When you lose seven starters, one might be inclined to think often about all the missing pieces. But defensive coordinator Luke Fickell hasn’t had any time to reflect on John Simon, Zach Boren, Johnathan Hankins, Etienne Sabino and the rest of Ohio State’s departures on defense.
Instead, he’s been more preoccupied with worrying about who’s replacing them. Through two days of spring practice, little has materialized, but a whole host of players will get an opportunity to plug holes.
“Energy is contagious. Effort is contagious,” Fickell said. “I can honestly say that’s what I’m excited about. We have some guys in leadership positions with a lot of confidence and when they have confidence, it exudes confidence to others.
“There’s a lot of good-looking guys in shorts. We kind of hold our opinions until we get into some pads and play real football.”
That won’t be for another few weeks, as the Buckeyes now go on hiatus due to spring break. When they reconvene, Fickell’s main focus will be dedicated to the linebacker position. Two new starters will emerge on April 13 and they’ll both be inexperienced because, well, that’s all there is to choose from.
The young talent includes junior Curtis Grant, whose time to make an impact is dwindling. There’s also sophomores Camren Williams, Josh Perry, David Perkins and Jamal Marcus and freshmen Mike Mitchell and Trey Johnson.
“We have the most pressure on us out of anyone on the defense,” Perry said. “Even young guys on the D-line definitely played more than our linebackers (last season) who are young. We’ve got to step up.”
Overcoming the loss of talented players is part of being a big-time program. Reloading is the next step. With so much young talent, Fickell is enthusiastic about the possibilities at linebacker.

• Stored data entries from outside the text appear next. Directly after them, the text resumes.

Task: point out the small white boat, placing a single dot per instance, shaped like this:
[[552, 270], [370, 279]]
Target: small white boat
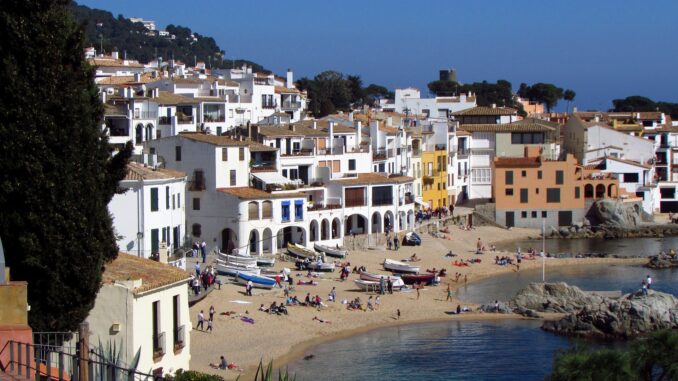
[[400, 267], [232, 269], [321, 266], [331, 251], [367, 285], [396, 281], [245, 261]]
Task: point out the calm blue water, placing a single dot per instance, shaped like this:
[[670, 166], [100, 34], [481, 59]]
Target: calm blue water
[[467, 350]]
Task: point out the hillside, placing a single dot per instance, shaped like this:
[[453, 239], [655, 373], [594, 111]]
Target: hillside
[[133, 39]]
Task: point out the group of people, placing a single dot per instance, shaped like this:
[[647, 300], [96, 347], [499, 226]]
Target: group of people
[[202, 279]]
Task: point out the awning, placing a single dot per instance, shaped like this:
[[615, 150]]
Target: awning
[[272, 178], [421, 202]]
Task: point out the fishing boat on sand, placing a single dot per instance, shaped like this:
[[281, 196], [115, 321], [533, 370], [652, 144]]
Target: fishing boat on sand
[[331, 251], [257, 280], [400, 267]]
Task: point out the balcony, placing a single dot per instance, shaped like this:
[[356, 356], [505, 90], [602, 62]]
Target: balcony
[[145, 114], [197, 185], [289, 105]]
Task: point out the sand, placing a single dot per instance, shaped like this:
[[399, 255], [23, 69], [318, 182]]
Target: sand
[[284, 338]]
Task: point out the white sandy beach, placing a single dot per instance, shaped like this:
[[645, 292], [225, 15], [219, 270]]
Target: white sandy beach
[[282, 338]]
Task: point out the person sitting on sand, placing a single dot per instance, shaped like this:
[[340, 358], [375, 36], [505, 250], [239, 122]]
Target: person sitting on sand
[[223, 364]]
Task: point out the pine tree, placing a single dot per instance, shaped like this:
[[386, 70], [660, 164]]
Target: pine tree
[[57, 174]]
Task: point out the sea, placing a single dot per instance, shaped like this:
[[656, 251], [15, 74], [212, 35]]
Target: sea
[[481, 350]]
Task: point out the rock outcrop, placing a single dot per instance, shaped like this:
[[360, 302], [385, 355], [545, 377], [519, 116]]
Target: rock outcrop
[[615, 213], [591, 315]]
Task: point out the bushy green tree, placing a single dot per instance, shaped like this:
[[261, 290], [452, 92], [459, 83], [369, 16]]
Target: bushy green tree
[[56, 170]]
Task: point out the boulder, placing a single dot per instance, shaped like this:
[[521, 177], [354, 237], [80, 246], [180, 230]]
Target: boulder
[[615, 213], [553, 297]]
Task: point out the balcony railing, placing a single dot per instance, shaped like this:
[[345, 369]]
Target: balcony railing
[[291, 105], [197, 185], [145, 114]]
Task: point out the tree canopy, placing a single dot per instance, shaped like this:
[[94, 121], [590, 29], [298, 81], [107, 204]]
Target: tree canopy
[[57, 174], [651, 358], [121, 33]]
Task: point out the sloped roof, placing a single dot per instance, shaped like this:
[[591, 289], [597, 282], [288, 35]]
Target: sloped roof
[[483, 111], [138, 171], [153, 274]]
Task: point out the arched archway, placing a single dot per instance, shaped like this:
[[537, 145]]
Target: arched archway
[[139, 134], [253, 210], [254, 242], [267, 241], [611, 191], [588, 191], [389, 221], [336, 228], [291, 234], [313, 233], [356, 224], [229, 240], [600, 191], [324, 230], [376, 225]]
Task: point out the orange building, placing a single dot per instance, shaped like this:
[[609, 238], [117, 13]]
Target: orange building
[[528, 189]]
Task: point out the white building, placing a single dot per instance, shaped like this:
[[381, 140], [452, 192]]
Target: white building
[[150, 211], [142, 306]]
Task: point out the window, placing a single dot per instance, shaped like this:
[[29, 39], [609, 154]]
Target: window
[[298, 210], [553, 195], [285, 209], [630, 177], [524, 195], [559, 177], [509, 178], [196, 230], [154, 199]]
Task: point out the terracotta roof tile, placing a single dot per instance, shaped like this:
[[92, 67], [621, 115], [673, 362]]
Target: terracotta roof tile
[[137, 171], [127, 267]]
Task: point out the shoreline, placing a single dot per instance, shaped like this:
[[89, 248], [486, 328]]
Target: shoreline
[[283, 339], [297, 353]]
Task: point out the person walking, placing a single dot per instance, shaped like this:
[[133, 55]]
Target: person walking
[[201, 320]]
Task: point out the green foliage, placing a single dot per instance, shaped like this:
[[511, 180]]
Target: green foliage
[[126, 36], [651, 358], [192, 375], [56, 170]]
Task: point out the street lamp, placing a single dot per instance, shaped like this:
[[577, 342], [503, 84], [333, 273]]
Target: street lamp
[[140, 236]]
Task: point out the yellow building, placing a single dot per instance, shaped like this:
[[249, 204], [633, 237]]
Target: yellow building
[[434, 177]]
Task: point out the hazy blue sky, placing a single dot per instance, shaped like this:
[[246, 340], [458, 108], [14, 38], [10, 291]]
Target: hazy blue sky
[[602, 49]]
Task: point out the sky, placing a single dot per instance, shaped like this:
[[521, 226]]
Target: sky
[[601, 49]]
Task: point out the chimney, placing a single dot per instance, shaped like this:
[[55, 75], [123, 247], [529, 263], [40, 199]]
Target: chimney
[[330, 132], [290, 79]]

“There’s a lot of guys with a lot of energy,” he said. “Some young guys that are really, really exciting.”
The one sure thing Ohio State does have at linebacker – Ryan Shazier – has an unknown timetable regarding his return. Shazier has been battling a sports hernia. But that doesn’t mean he’s been absent or quiet during practice.
In two full seasons at Ohio State, Shazier hasn’t only advanced into one of the nation’s premier linebackers; he’s also become a student of the game. His expertise has allowed him to coach up his teammates and offer insight on the intricacies of the position.
“You see all your guys out here grinding, working hard, doing tough workouts and all you can do is watch,” Shazier said. “It really sucks, but you can’t do anything about it.”
The injury actually occurred last season during the Nebraska game, but Shazier soldiered on the rest of the season with nary a peep. It’s that kind of dedication and toughness that led Grant to keeping an upbeat attitude, even though his playing time evaporated in the middle of the season.
Witnessing Shazier and John Simon’s grit and Zach Boren’s selflessness were lessons that it took more than just showing up and walking on the field.
“The will and the want-to has never been a question,” Fickell said. “It’s just the ability to continue to mature. All these players have different things going on in their lives that help them mature. I’ve seen some of the things he’s gone through and I think this has really been a positive.”
Two years worth of adversity has added a hardened shell to Grant. The experiences have helped shape him on and off the field. Entering Year 3, he looks back at the previous two seasons with knowledge to help him forge a new direction.
“My goal is to not get complacent,” Grant said. “I just want to keep working hard and do everything the coaches ask me to. My biggest motivation is my family. My dad always told me to carry my last name well and that’s exactly what I'm trying to do.”
Ohio State is likely to play nickel in most games, which has turned into the team’s base defense in recent seasons. That means only two linebackers on the field, with one certainly being Shazier.
“College football has changed into more of a speed and spread out game, so you never know what’s going to happen,” he said. “We’re going to have more than three linebackers ready for every game, so just in case somebody goes down, we need a three-linebacker set, four-linebacker set.”
Searching for the right formula will be a linebacker by committee operation during the spring, Fickell said. Eventually the pieces will fall into place.
“With Sabino and Zach leaving, everyone is going to have an opportunity to show what they can do,” Williams said. “There’s a lot of competition at the Mike position, and that’s a position I’m interested in. I’ve been working hard to learn the playbook and improve at the position because as the Mike you need to know where everyone is and what’s going on at all times.”
Just like Fickell when it comes to the defense.